Au congrès de 2010, l’investisseur et mécène Charles Sirois avait soulevé de sérieux doutes sur l’environnement d’affaires au Québec et au Canada. M. Sirois avait notamment déploré la faiblesse du système financier pour l’aide au démarrage, de même que la faible culture entrepreneuriale du Québec. « L’entrepreneur n’est pas valorisé dans notre société. Pourquoi un investisseur mettrait de l’argent dans une activité qui n’est pas valorisée? », demandait alors le président du Fonds Tandem Expansion (voir Québec inc, avril 2010, page 10).
L’argent est roi
Benoît Hogue a d’abord résumé les données connues sur le déclin entrepreneurial, qui est notable depuis près de 20 ans au Québec. Les deux experts invités sont des entrepreneurs à succès qui ont par la suite réinvesti leur argent dans des fonds d’investissement en capital de risque.

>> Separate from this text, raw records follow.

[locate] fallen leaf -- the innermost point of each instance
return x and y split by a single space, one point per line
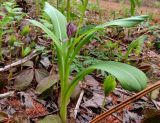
40 74
28 64
91 81
3 117
46 83
24 79
96 101
50 119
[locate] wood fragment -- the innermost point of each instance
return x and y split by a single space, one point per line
7 94
126 102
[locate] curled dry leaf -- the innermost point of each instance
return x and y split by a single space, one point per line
24 79
3 117
50 119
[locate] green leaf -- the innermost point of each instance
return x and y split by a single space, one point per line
50 119
24 79
59 21
126 22
135 44
109 84
130 78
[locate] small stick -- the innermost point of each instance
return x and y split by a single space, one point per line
126 102
78 104
7 94
21 61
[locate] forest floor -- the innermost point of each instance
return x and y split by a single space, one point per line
20 102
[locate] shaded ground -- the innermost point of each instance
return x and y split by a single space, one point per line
110 6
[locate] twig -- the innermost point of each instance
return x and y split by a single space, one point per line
155 103
78 104
126 102
7 94
21 61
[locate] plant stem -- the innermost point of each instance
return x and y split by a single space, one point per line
63 112
68 10
1 57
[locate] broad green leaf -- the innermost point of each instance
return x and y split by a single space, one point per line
130 78
135 45
109 84
59 21
50 119
47 31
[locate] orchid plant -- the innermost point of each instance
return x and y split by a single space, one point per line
69 45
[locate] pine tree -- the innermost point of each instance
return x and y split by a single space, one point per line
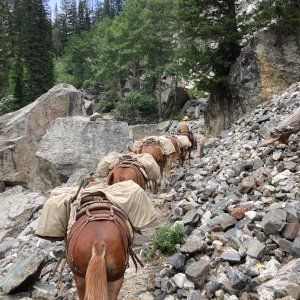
83 19
107 9
57 36
5 46
73 17
36 48
210 37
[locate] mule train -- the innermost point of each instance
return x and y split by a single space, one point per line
98 221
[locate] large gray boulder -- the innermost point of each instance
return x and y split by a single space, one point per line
267 65
76 143
17 207
22 131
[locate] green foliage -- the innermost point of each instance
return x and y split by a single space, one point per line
176 116
284 14
167 236
61 73
108 101
7 104
137 102
210 35
195 92
74 67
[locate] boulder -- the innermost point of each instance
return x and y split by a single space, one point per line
75 143
22 130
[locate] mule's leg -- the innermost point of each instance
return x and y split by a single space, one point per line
80 286
114 288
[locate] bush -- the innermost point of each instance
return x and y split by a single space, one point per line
167 237
8 104
107 103
137 102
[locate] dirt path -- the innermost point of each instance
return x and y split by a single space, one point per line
136 283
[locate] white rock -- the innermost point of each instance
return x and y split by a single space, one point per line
179 280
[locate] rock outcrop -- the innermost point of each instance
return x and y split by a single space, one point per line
22 131
267 65
75 143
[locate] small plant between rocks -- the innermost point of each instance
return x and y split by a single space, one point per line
165 240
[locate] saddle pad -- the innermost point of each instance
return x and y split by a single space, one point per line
184 141
127 195
144 159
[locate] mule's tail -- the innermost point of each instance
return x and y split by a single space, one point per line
96 279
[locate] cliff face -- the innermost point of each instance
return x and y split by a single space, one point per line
267 66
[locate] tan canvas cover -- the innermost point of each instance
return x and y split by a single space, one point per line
184 141
127 195
165 144
137 145
145 159
150 165
53 222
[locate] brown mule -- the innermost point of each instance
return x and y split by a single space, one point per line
97 253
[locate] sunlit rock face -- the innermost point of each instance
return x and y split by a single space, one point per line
22 130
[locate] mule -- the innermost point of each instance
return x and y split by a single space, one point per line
179 151
97 253
152 147
123 172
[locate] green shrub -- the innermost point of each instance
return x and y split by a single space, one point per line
167 236
107 103
8 104
137 102
195 92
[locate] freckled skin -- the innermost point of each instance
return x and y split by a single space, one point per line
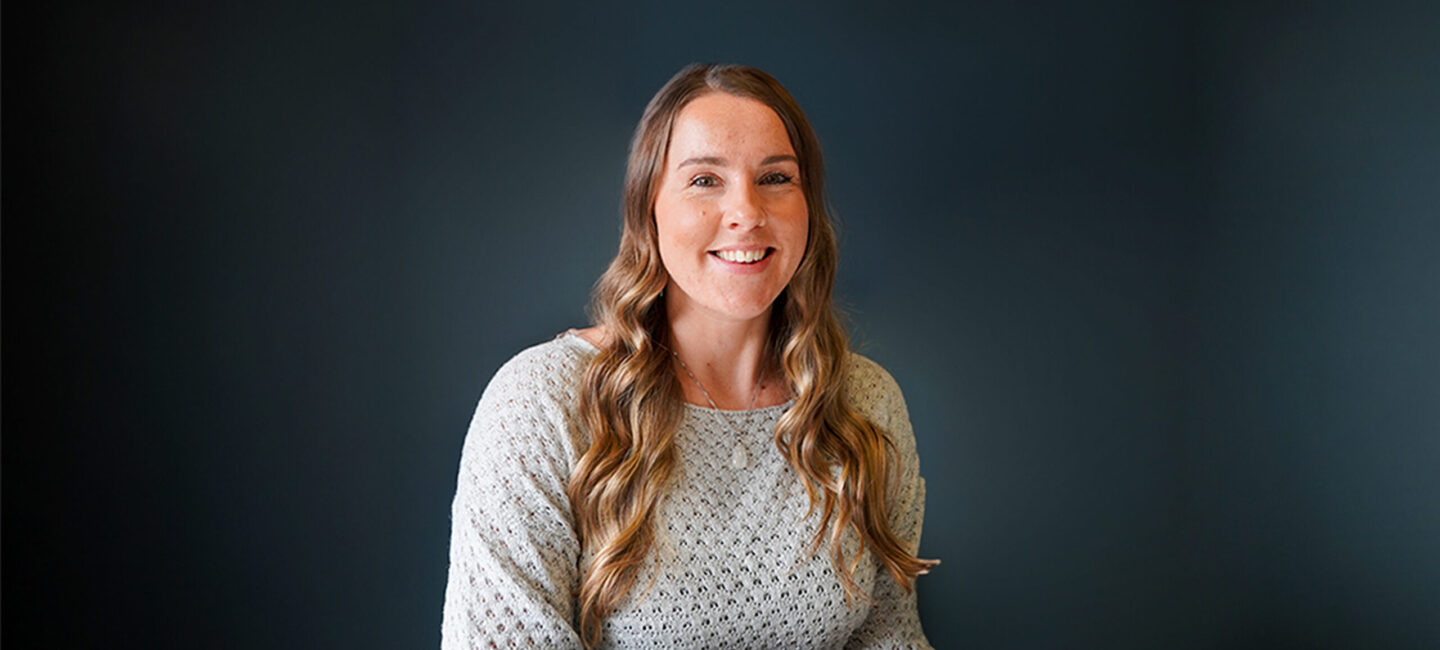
743 199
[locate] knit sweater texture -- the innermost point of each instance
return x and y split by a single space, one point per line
730 565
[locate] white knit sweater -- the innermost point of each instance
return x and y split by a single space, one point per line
730 565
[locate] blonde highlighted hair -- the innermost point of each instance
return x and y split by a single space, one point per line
631 399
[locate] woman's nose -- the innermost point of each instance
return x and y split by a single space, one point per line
745 209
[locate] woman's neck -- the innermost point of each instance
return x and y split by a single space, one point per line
726 356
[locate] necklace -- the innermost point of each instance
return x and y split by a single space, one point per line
740 459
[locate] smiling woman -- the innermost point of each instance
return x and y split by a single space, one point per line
709 464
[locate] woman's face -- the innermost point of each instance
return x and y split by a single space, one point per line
730 211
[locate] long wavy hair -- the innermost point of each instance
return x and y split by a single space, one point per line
631 401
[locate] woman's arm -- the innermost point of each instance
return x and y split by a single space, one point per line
513 542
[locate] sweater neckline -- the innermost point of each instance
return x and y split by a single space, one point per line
575 337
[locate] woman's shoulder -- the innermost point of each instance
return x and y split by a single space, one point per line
876 394
530 402
546 368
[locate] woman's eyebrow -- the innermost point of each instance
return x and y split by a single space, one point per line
720 162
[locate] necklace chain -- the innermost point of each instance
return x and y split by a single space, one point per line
740 457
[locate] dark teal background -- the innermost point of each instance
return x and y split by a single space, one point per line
1161 284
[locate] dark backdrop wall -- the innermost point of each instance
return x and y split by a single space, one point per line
1159 283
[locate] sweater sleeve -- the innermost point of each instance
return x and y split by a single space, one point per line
513 561
894 620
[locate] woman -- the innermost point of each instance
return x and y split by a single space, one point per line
709 466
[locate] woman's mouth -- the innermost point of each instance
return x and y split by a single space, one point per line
743 257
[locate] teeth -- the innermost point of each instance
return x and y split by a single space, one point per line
743 257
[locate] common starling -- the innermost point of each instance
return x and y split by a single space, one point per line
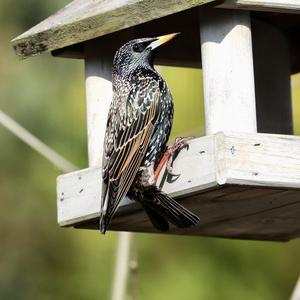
138 127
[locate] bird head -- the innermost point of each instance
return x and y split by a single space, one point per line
137 54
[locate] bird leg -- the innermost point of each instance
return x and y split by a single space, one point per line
170 155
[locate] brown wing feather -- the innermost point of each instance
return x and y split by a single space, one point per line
129 129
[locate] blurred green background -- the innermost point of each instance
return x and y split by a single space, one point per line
39 260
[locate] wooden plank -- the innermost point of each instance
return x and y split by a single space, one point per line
83 20
263 159
231 212
243 160
98 98
78 193
286 6
229 92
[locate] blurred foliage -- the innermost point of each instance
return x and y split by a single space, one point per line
39 260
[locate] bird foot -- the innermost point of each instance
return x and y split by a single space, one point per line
170 155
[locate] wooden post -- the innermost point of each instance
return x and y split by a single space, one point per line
98 68
227 64
272 79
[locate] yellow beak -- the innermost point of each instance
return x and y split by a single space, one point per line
162 40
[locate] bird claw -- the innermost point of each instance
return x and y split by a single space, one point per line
179 144
169 158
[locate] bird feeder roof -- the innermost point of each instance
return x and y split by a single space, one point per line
82 20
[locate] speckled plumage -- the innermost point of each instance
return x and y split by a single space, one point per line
138 127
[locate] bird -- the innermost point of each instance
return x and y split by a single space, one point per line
138 127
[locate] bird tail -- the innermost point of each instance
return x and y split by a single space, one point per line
162 209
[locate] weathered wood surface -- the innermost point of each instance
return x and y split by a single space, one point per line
82 20
98 99
287 6
229 92
240 185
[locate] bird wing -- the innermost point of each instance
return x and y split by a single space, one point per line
129 129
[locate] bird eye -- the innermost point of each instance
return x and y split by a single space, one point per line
138 47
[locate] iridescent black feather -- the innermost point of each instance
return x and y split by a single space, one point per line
138 127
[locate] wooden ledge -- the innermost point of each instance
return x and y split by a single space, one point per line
240 185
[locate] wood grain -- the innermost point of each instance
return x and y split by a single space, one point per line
240 185
287 6
82 20
229 92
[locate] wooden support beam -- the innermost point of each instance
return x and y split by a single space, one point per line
241 185
286 6
98 68
228 76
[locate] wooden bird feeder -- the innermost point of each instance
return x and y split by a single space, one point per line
243 177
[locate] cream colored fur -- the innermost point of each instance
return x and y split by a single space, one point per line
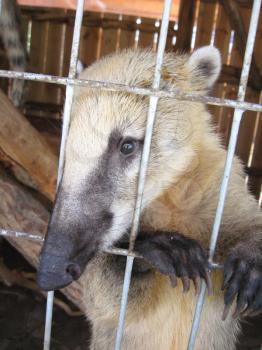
181 195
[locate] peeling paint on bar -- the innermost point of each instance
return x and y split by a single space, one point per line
116 87
113 250
17 234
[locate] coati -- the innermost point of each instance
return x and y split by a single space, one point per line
95 204
14 43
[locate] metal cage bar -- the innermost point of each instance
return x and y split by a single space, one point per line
143 168
228 164
154 94
110 86
65 127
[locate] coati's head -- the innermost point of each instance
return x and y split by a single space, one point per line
96 197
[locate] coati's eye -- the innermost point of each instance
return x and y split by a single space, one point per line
128 146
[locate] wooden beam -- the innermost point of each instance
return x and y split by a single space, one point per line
145 8
185 25
237 24
21 211
24 146
231 75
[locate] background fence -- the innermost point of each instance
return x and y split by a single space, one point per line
49 38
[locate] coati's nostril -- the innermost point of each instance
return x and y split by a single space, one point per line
74 270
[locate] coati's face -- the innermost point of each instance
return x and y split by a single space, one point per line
96 197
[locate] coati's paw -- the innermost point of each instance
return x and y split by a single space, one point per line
243 280
176 256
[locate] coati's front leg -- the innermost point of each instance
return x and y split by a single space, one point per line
243 279
176 256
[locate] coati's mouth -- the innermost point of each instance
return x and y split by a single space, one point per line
57 271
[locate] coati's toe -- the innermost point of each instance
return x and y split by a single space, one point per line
243 280
176 256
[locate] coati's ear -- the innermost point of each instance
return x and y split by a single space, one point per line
205 67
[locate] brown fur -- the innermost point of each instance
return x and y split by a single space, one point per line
12 37
181 194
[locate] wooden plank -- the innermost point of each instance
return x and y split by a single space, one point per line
145 8
185 25
205 23
237 24
27 148
19 210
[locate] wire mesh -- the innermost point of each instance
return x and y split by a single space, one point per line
154 94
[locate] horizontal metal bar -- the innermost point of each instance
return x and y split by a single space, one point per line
110 86
113 250
65 128
18 234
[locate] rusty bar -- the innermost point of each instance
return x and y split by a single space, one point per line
228 164
110 86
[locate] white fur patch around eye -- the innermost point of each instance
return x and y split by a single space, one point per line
205 63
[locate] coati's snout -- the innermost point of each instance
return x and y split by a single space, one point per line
74 237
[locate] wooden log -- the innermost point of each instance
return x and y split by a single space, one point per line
20 211
25 146
237 24
185 25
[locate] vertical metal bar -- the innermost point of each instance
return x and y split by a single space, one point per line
228 164
66 122
143 168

Même si son intuition lui disait le contraire, Alexandre Taillefer, président du fonds XPND Capital, constate que le Québécois moyen n’a pas la fibre entrepreneuriale. Il ajoute que l’entrepreneur qui fait faillite au Québec est considéré comme un paria. « Pourtant, des gens comme Bill Gates ou Pierre Péladeau ont réussi en s’entourant de gens qui avaient fait des erreurs », souligne-t-il. « Montrer sa richesse entraine généralement la médisance », poursuit M. Taillefer.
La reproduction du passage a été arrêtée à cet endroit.